Degree: PhD, Biomedical Engineering, 2008, Georgia Tech

The prevention and treatment of cancer and infectious diseases requires vaccines that can mediate cytotoxic T lymphocyte-based immunity. A promising strategy is protein subunit vaccines composed of purified protein antigens and immunostimulatory adjuvants, such as Toll-like receptor (TLR) agonists. In this research, we developed two new biodegradable polymeric delivery vehicles for protein antigens and TLR agonists, as model vaccine delivery systems. This work was guided by the central hypothesis that an effective vaccine delivery system would have stimulus-responsive degradation and release, biodegradability into excretable non-acidic degradation products, and the ability to incorporate various TLR-inducing adjuvants.
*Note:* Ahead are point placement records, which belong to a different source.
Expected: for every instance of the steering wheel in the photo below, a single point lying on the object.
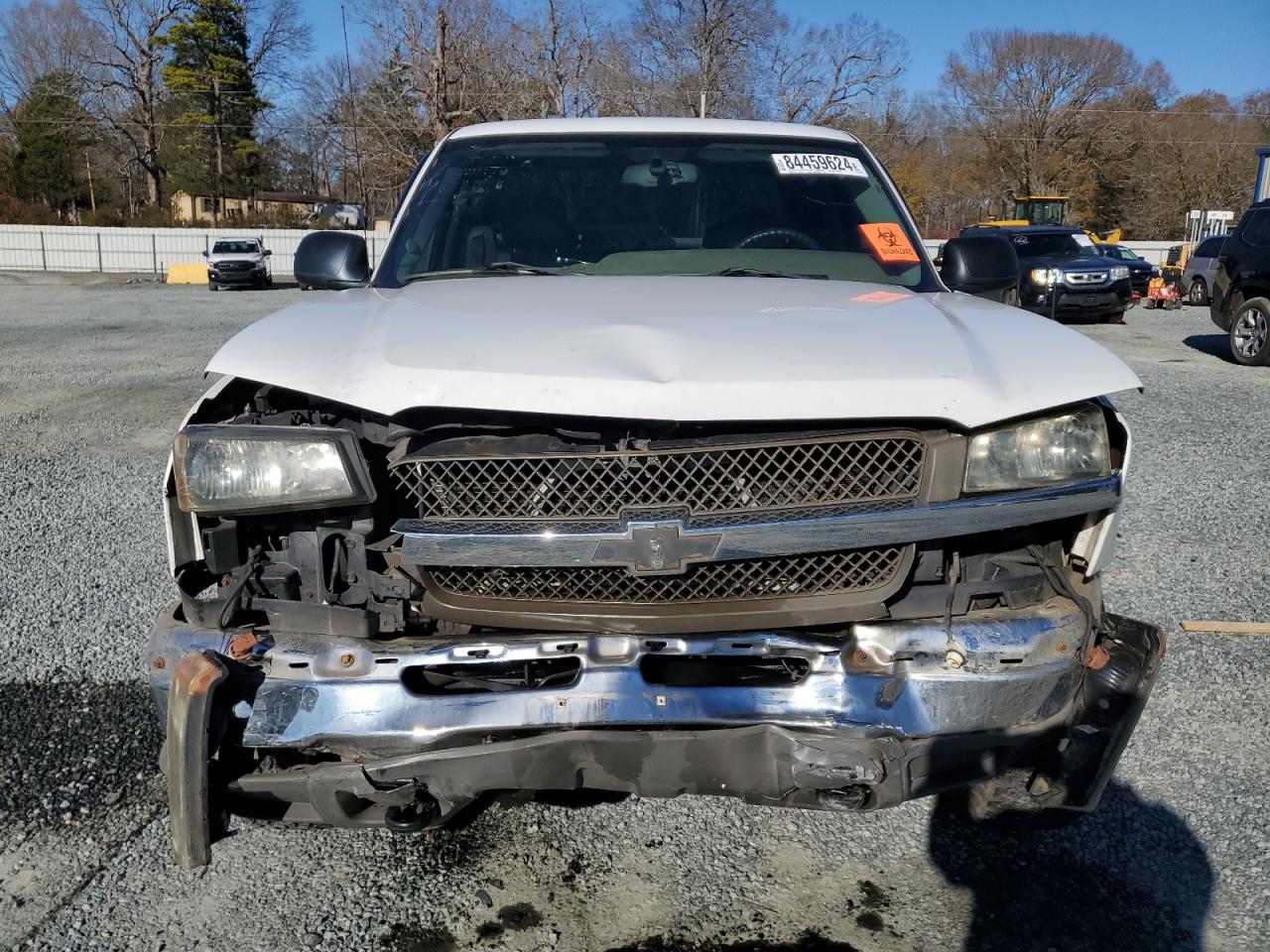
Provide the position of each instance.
(786, 238)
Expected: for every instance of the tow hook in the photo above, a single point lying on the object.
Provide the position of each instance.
(413, 816)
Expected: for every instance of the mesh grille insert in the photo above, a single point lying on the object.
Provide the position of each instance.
(703, 481)
(821, 574)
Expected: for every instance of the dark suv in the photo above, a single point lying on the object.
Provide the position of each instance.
(1241, 287)
(1062, 273)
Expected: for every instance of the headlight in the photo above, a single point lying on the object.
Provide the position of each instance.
(245, 468)
(1065, 448)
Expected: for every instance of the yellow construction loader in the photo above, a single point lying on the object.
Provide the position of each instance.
(1048, 209)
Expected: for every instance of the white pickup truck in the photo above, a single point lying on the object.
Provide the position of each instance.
(654, 457)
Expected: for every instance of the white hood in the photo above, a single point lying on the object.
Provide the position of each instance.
(677, 348)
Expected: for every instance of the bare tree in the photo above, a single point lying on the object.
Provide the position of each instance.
(821, 72)
(699, 53)
(126, 84)
(281, 40)
(558, 53)
(1046, 103)
(445, 58)
(40, 39)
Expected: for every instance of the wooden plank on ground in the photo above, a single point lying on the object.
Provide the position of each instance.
(1219, 627)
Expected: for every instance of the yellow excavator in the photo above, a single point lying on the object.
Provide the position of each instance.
(1048, 209)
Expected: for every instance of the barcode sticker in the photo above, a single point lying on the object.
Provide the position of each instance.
(818, 164)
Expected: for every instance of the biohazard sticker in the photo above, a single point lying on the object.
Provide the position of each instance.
(818, 164)
(880, 298)
(889, 244)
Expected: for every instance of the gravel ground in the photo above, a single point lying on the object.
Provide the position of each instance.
(94, 380)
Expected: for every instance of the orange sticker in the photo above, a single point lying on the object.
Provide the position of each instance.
(889, 244)
(880, 298)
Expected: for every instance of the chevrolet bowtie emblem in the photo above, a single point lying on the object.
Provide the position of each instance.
(657, 548)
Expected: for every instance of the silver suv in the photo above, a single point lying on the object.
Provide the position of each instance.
(1198, 275)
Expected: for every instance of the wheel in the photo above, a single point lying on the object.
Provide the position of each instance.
(1250, 333)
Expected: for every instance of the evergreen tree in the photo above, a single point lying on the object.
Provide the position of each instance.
(216, 99)
(50, 132)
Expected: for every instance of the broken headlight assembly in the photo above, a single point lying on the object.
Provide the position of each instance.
(246, 468)
(1042, 452)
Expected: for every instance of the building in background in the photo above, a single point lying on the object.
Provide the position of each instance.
(284, 204)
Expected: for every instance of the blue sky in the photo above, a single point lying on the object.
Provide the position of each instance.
(1222, 46)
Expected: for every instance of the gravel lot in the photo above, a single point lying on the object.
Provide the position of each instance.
(93, 382)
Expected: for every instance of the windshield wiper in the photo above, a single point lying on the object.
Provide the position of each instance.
(761, 273)
(493, 268)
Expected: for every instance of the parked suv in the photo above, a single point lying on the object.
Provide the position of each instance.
(1064, 275)
(654, 457)
(1198, 275)
(1141, 271)
(1241, 287)
(238, 263)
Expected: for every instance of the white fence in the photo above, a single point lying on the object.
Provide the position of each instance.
(64, 248)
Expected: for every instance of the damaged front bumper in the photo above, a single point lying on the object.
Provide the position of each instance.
(408, 733)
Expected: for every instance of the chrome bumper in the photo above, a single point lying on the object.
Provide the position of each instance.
(996, 670)
(668, 544)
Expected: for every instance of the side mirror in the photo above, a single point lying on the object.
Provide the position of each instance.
(979, 264)
(331, 261)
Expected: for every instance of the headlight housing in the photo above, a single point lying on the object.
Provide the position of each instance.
(244, 468)
(1046, 276)
(1064, 448)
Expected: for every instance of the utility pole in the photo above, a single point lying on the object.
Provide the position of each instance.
(352, 107)
(91, 195)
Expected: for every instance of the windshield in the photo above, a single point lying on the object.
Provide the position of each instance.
(654, 204)
(1053, 245)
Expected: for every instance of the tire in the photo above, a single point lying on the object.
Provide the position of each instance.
(1250, 333)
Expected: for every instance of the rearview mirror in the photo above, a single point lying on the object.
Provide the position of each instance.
(979, 264)
(331, 261)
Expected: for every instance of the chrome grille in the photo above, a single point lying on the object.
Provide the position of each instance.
(1084, 277)
(821, 574)
(698, 480)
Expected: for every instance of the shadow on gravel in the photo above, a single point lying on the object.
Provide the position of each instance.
(1210, 344)
(807, 942)
(66, 747)
(1130, 876)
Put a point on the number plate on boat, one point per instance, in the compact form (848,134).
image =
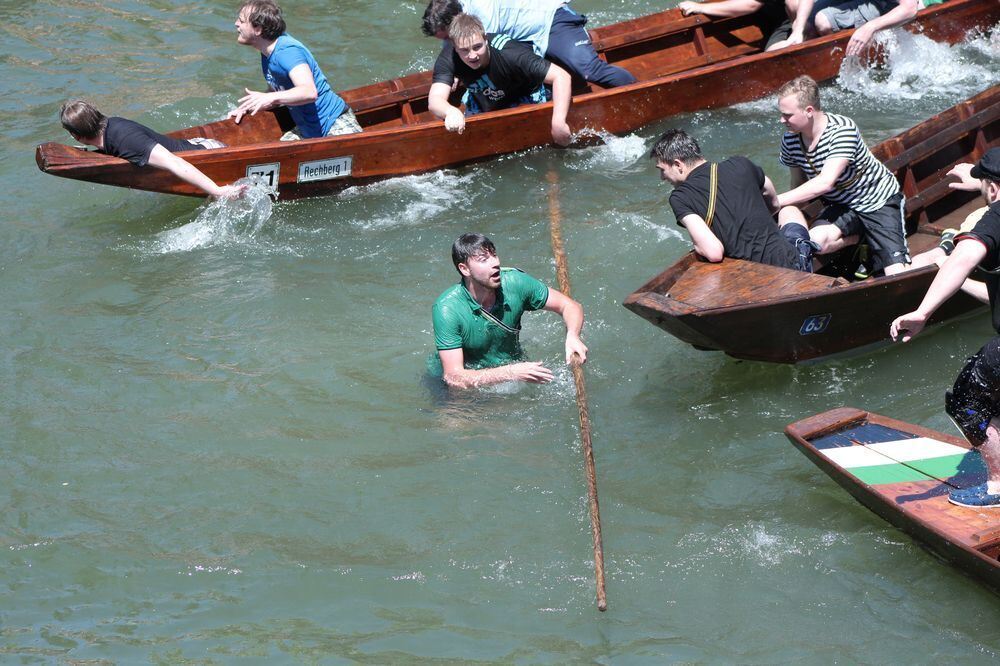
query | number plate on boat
(268,173)
(815,324)
(335,167)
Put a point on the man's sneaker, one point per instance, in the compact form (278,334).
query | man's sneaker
(806,248)
(976,497)
(948,240)
(862,255)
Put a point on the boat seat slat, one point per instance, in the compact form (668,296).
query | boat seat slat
(944,139)
(650,32)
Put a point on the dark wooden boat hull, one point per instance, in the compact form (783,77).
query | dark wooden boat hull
(684,64)
(764,313)
(887,466)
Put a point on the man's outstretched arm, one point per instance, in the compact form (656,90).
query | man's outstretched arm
(572,314)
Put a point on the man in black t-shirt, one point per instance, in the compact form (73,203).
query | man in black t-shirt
(140,145)
(498,73)
(974,401)
(737,220)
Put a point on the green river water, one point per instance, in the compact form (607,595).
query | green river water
(220,445)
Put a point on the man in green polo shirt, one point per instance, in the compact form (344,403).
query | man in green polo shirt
(477,321)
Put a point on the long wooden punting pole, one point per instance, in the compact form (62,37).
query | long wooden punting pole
(562,276)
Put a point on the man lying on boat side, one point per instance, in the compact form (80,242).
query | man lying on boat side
(790,16)
(477,321)
(556,32)
(974,401)
(293,77)
(867,16)
(498,73)
(140,145)
(829,159)
(728,207)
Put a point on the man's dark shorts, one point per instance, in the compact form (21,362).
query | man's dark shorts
(975,398)
(884,229)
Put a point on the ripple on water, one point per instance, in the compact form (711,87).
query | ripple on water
(411,200)
(615,156)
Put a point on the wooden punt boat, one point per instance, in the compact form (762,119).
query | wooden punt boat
(682,63)
(904,473)
(764,313)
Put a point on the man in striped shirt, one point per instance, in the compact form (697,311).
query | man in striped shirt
(828,159)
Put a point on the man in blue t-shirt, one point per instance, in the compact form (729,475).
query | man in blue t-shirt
(293,77)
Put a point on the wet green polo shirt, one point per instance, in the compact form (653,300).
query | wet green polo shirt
(460,323)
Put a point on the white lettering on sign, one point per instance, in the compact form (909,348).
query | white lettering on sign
(268,173)
(335,167)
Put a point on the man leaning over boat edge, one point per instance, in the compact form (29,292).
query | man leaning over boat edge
(728,207)
(294,78)
(498,73)
(974,401)
(477,322)
(556,32)
(141,146)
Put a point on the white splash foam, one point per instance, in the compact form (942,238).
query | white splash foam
(411,200)
(615,155)
(660,231)
(918,67)
(221,221)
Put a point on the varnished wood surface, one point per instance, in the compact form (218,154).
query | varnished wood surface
(762,312)
(970,538)
(683,64)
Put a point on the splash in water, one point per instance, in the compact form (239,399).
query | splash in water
(918,67)
(222,221)
(410,200)
(613,155)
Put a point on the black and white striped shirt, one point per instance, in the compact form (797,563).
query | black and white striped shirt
(864,186)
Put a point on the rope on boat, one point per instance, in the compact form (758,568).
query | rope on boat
(562,276)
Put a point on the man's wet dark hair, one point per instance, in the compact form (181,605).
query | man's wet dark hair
(676,145)
(82,119)
(471,245)
(266,15)
(438,16)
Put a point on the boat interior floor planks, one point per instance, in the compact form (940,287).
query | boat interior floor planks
(904,473)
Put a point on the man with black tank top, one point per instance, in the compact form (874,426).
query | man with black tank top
(974,401)
(728,207)
(787,21)
(140,145)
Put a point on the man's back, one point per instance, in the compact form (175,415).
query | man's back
(742,220)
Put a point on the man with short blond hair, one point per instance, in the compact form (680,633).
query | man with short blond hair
(828,159)
(140,145)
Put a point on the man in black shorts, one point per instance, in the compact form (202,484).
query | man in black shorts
(498,73)
(786,20)
(974,401)
(828,159)
(140,145)
(728,207)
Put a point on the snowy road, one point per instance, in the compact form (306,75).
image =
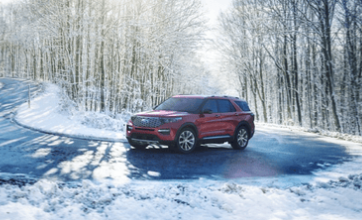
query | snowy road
(271,152)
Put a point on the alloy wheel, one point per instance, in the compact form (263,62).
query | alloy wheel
(242,137)
(186,140)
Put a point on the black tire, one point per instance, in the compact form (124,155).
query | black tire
(186,141)
(241,138)
(137,146)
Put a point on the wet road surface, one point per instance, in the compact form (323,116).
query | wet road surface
(271,152)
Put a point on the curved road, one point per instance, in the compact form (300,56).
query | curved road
(270,153)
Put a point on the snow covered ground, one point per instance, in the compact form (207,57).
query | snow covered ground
(332,193)
(320,131)
(48,114)
(281,198)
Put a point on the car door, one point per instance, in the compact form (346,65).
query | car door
(228,114)
(209,124)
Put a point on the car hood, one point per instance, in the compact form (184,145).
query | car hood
(162,113)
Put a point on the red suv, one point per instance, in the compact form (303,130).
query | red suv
(185,121)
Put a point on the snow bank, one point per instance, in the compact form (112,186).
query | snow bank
(347,137)
(200,199)
(47,114)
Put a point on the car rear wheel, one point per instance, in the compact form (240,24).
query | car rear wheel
(241,139)
(186,141)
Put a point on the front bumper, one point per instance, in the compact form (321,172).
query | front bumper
(145,135)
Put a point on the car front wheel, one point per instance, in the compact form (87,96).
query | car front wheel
(186,141)
(241,139)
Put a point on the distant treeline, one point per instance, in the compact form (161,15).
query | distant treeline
(106,55)
(298,62)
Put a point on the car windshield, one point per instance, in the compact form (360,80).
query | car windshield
(180,104)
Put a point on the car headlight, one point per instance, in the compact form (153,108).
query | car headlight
(170,120)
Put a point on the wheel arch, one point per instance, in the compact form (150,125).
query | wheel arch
(188,125)
(243,124)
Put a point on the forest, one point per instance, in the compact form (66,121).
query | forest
(107,55)
(296,62)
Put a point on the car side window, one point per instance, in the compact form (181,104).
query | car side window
(243,105)
(210,104)
(225,106)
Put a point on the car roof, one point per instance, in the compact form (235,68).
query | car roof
(209,96)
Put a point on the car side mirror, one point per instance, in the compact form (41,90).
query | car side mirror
(207,111)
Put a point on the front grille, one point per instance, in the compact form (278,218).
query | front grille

The first vaccine delivery system is a cross-linked polyion complex micelle which efficiently encapsulates proteins, DNA, and RNA. The micelle-based delivery system consists of a block copolymer of poly(ethylene glycol) (PEG) and poly(L-lysine), cross-linked by dithiopyridyl side groups to provide transport stability and intracellular release. The second delivery system consists of solid biodegradable microparticles encapsulating proteins, nucleic acids, and hydrophobic compounds. The microparticles are composed of pH-sensitive polyketals, which are a new family of hydrophobic, linear polymers containing backbone ketal linkages. Polyketals are synthesized via a new polymerization method based on the acetal exchange reaction and degrade into non-acidic, excretable degradation products. In addition, the technique of hydrophobic ion pairing was utilized to enhance the encapsulation of ovalbumin, DNA, and RNA in polyketal microparticles via a single emulsion method. Using in vitro and in vivo immunological models, we demonstrated that the micelle- and polyketal-based vaccine delivery systems enhanced the cross-priming of cytotoxic T lymphocytes. The model vaccines were composed of ovalbumin antigen and various TLR-inducing adjuvants including CpG-DNA, monophosphoryl lipid A, and dsRNA. The results demonstrate that the cross-linked micelles and polyketal microparticles have considerable potential as delivery systems for protein-based vaccines. Advisors/Committee Members: Dr. Niren Murthy (Committee Chair), Dr. Carson Meredith (Committee Member), Dr. Julia Babensee (Committee Member), Dr. Mark Prausnitz (Committee Member), Dr. Ravi Bellamkonda (Committee Member).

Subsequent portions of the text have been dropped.